Supercooled phase transitions, as predicted, e.g., in near-conformal and confining extensions of the Standard Model (SM), are established sources of strong stochastic gravitational wave backgrounds (SGWBs). In this work, we investigate another facet of such transitions: their significant and largely uncharted impact on gravitational wave spectra originating from independent cosmological sources. Focusing on gravitational waves produced by a metastable cosmic string network, we show that an intervening supercooled phase, initiating thermal inflation, can reshape and suppress the high-frequency part of the spectrum. This mechanism reopens regions of string parameter space previously excluded by LIGO's null results, while remaining compatible with the nanohertz SGWB signal reported by pulsar timing arrays (PTAs). The resulting total spectrum typically exhibits a dual-component structure, sourced by both string decay and the phase transition itself, rendering the scenario observationally distinctive. We systematically classify the viable parameter space and identify regions accessible to upcoming detectors such as Advanced LIGO, LISA, and ET.

Figures (11)

• Figure 1: After formation, the string network enters a scaling regime with $L \sim a^2$, where $L$ is the long-string correlation length and $a$ is the scale factor. During supercooling, the rapid expansion stretches the network beyond the horizon, halting loop production, and the correlation length scales as $L \sim a$. After supercooling, as the universe reheats, the strings gradually re-enter the horizon and the network returns to scaling with $L \sim a^2$. This figure is generated using Eqs. \ref{['rad']}--\ref{['avsz']}, with the scale factor normalized to unity at $z = z_{\rm in}$. We maintain this normalization in all subsequent figures where $a$ is shown.
• Figure 2: Top Left: Evolution of $\xi$ and $\tilde{v}$. Top Right: Evolution of the long string correlation length normalized to the Hubble horizon. Bottom Left: Evolution of the loop production efficiency $A_\beta$ for different numbers of e-folds during the supercooled phase. Bottom Right: Evolution of $\xi$ and $\tilde{v}$ as functions of the scale factor $a$.
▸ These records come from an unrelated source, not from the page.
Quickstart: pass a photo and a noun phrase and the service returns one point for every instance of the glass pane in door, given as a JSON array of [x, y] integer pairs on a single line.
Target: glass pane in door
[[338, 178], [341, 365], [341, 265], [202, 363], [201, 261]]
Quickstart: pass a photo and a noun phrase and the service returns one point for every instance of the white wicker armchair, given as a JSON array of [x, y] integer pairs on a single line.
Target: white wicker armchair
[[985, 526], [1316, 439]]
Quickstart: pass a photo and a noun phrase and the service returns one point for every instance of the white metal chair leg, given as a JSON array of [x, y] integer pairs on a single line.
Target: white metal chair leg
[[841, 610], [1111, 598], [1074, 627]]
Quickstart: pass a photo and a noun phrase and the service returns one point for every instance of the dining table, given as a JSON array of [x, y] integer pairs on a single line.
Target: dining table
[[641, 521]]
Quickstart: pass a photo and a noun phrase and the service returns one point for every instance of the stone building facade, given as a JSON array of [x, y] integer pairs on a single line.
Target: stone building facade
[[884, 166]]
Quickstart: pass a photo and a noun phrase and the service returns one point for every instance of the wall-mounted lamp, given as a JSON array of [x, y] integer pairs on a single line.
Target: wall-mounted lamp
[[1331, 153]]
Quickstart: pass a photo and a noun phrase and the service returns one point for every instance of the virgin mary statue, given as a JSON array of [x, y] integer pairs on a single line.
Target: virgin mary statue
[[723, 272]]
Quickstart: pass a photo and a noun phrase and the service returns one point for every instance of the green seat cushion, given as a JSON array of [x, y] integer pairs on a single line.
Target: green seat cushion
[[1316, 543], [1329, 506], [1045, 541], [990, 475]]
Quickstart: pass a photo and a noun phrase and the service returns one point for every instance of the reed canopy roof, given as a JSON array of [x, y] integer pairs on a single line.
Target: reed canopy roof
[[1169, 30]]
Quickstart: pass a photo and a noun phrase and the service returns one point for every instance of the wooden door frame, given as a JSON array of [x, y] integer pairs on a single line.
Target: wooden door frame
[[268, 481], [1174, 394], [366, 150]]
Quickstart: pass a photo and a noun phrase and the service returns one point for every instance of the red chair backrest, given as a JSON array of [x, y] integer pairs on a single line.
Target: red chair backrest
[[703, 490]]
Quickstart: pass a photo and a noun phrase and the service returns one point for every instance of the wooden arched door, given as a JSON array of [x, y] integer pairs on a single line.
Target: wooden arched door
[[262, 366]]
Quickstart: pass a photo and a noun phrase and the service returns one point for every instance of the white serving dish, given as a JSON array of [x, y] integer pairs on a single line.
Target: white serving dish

• Figure 3: Left: Gravitational wave spectra for $G\mu = 10^{-7}$, $\sqrt{\kappa} = 7.9$, and $T_{\rm RH} = 10^7~\mathrm{GeV}$, shown for different values of the number of e-folds $N_e$. Right: Gravitational wave spectra for $G\mu = 10^{-7}$, $\sqrt{\kappa} = 7.9$, and fixed $N_e = 10$, plotted for varying reheating temperatures $T_{\rm RH}$. In both panels, the dashed vertical lines indicate the fitted spectral break corresponding to the analytically derived reheating temperature $T_{\rm re}$.
• Figure 4: Left: Colored regions on the $G\mu$–$\sqrt{\kappa}$ plane, labeled by different values of $T_{\rm RH}$, correspond to gravitational wave spectra with plateau amplitudes $\Omega_{\rm GW}^{\rm plt,\infty} \gtrsim \Omega_{\rm GW}^{\rm LIGO-O3} \equiv 1.7 \times 10^{-8}$ and are therefore testable with LVK-Design sensitivity at $25~\mathrm{Hz}$. In the absence of supercooling, these regions would be excluded by LIGO-O3, since the spectra do not fall off sufficiently at $f \ll 25~\mathrm{Hz}$ and exceed the observational bound. Gray contours indicate regions consistent with the NANOGrav 15-year data. Middle: Colored regions where $\Omega_{\rm GW}^{\rm LIGO-O3} \gtrsim \Omega_{\rm GW}^{\rm plt,\infty} \gtrsim \Omega_{\rm GW}^{\rm LVK-D} \equiv 2 \times 10^{-9}$. Although in principle testable by LVK-D, these parameter regions are already disfavored by PTA observations even without invoking supercooling, and thus are less relevant to our discussion. Right: Regions yielding lower GW amplitudes at LIGO frequencies, and therefore not accessible to LVK-D, but within reach of future detectors such as the ET. Benchmark points selected from each category are illustrated in the gravitational wave spectra shown in Fig. \ref{['fig5']} (left).
• Figure 5: Left: Representative GW spectra corresponding to the benchmark points selected from each category shown in Fig. \ref{['fig4']}. Right: Sensitivity of current and future GW detectors to the spectral break frequency. The NANOGrav 15-year confidence regions are indicated by the horizontal solid and dashed lines. The benchmark points from the left panel are also marked for reference.